Mais on s’arrête surtout sur le choix de ces images qui révèlent Baalbeck non dans ses ruines colossales, ses vestiges somptueux et ses temples mythiques (à peine deux ou trois représentations sans tapage excessif!), mais dans sa nature (embellie un peu par les touches d’aquarelles aux transparences lumineuses) aux frondaisons tout en dentelles de feuilles vertes... Mais que reste-t-il de tout cela aujourd’hui?

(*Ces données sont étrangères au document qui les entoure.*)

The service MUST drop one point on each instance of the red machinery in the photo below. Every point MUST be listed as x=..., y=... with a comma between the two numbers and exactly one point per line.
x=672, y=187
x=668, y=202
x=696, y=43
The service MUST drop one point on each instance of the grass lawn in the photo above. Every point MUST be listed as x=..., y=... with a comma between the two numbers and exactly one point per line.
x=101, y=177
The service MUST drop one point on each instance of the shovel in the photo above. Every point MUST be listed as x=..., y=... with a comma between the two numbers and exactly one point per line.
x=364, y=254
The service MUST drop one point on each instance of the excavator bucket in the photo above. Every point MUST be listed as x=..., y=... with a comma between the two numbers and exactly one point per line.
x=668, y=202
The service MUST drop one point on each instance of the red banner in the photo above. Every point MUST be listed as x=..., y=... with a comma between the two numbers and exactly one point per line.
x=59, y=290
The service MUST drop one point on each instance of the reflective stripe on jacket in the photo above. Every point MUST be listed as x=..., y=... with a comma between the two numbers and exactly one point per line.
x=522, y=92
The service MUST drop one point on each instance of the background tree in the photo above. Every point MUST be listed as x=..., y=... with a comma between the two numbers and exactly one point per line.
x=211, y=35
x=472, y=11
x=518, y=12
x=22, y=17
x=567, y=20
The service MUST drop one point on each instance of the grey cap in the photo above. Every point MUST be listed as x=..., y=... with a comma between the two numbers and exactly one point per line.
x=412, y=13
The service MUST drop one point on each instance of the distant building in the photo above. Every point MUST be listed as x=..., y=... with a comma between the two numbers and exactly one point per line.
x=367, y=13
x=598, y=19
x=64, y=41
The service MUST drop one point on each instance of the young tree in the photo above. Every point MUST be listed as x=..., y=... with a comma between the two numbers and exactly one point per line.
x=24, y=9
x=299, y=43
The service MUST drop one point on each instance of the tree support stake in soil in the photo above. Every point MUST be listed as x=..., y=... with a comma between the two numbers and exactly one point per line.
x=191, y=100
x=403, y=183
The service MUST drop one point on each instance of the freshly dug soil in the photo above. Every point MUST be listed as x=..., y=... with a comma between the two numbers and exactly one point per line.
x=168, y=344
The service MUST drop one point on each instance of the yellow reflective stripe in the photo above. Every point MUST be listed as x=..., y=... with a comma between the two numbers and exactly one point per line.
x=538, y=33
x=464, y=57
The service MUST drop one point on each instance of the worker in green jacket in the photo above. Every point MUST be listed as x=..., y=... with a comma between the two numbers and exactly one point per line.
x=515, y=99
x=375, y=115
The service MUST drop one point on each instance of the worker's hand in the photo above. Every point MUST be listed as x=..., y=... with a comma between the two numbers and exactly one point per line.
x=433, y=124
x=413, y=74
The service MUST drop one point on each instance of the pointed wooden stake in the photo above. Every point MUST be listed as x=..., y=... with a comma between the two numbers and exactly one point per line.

Et défilent en toute fluidité arcades des «dar» libanais, des minarets sur fond d’azur délavé, des ruelles désertes et tranquilles, des lessives qui sèchent au soleil, des vieilles femmes au «mandil» assises à côté d’un four en pierre, des terrasses ensoleillées, des enfants qui glandent adossés aux murs, des cyprès solitaires qui se dressent droits comme des i, des natures mortes où jouxtent tomates, poivrons et citrons, des fleurs dans un vase...
Suivent, en blanc et noir, quelques fusains. Mélancoliques esquisses pour des pseudocroquis à l’âme sans tourmente, mais habitée de lassitude, de tristesse et de solitude.

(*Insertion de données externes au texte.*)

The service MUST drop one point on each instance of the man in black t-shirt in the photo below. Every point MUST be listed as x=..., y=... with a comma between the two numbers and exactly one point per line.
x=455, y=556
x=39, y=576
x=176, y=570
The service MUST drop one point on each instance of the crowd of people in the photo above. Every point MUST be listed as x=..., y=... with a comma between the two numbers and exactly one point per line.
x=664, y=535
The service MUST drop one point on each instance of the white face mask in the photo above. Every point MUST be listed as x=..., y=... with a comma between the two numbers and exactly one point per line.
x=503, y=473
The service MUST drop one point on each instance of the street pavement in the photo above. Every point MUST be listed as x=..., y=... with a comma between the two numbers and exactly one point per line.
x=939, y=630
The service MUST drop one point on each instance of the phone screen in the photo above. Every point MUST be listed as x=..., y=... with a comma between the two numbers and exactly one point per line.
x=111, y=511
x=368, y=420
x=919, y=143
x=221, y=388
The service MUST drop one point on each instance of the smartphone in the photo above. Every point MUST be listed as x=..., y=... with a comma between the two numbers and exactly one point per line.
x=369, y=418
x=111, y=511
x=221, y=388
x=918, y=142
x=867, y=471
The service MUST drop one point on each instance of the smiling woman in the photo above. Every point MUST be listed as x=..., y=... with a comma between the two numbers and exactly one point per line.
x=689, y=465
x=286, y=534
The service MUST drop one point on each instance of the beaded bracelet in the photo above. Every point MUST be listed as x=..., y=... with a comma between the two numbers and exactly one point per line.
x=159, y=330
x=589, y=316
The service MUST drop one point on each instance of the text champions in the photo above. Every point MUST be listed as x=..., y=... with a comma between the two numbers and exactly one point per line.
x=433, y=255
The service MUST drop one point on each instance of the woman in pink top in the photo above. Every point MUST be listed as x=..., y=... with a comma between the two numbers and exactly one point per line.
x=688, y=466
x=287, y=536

Retour aux huiles lourdes, pourtant si aérées et aériennes sous le pinceau et la palette de Mazen Rifaï. Quelques aplats adroitement posés et voilà que surgissent une maison aux champs, des ruelles désertes ou avec un passant nonchalant, une terrasse entourée de vergers, un balcon qui se prélasse au soleil, la neige et son manteau glacial, une route qui quitte le village pour s’enfoncer dans la plaine. Tout cela comme une narration qui oublie lentement son réalisme pour toucher à des abstractions qui ramènent toujours cependant vers cette terre aimée. Notamment ce foisonnant jaune qui coule comme de l’or fondu.
Une fenêtre, une porte, un mur, un parquet et se clôt le rêve à travers une maison aimée, celle de l’artiste. Mais le dernier mot est à l’ivresse des lieux. Celle du temple de Bacchus à travers une aquarelle, en dégradé de gris, comme un songe persistant et pétrifié...
Le livre refermé, les images ont du mal à disparaître des paupières. On a envie de revoir Baalbeck, non pas dans la bousculade des festivals d’été ou son chaos et son délabrement actuel, mais comme le montre Mazen Rifaï à travers une palette, un pinceau et un crayon éthérés, véritables sources d’inspiration et havre de paix.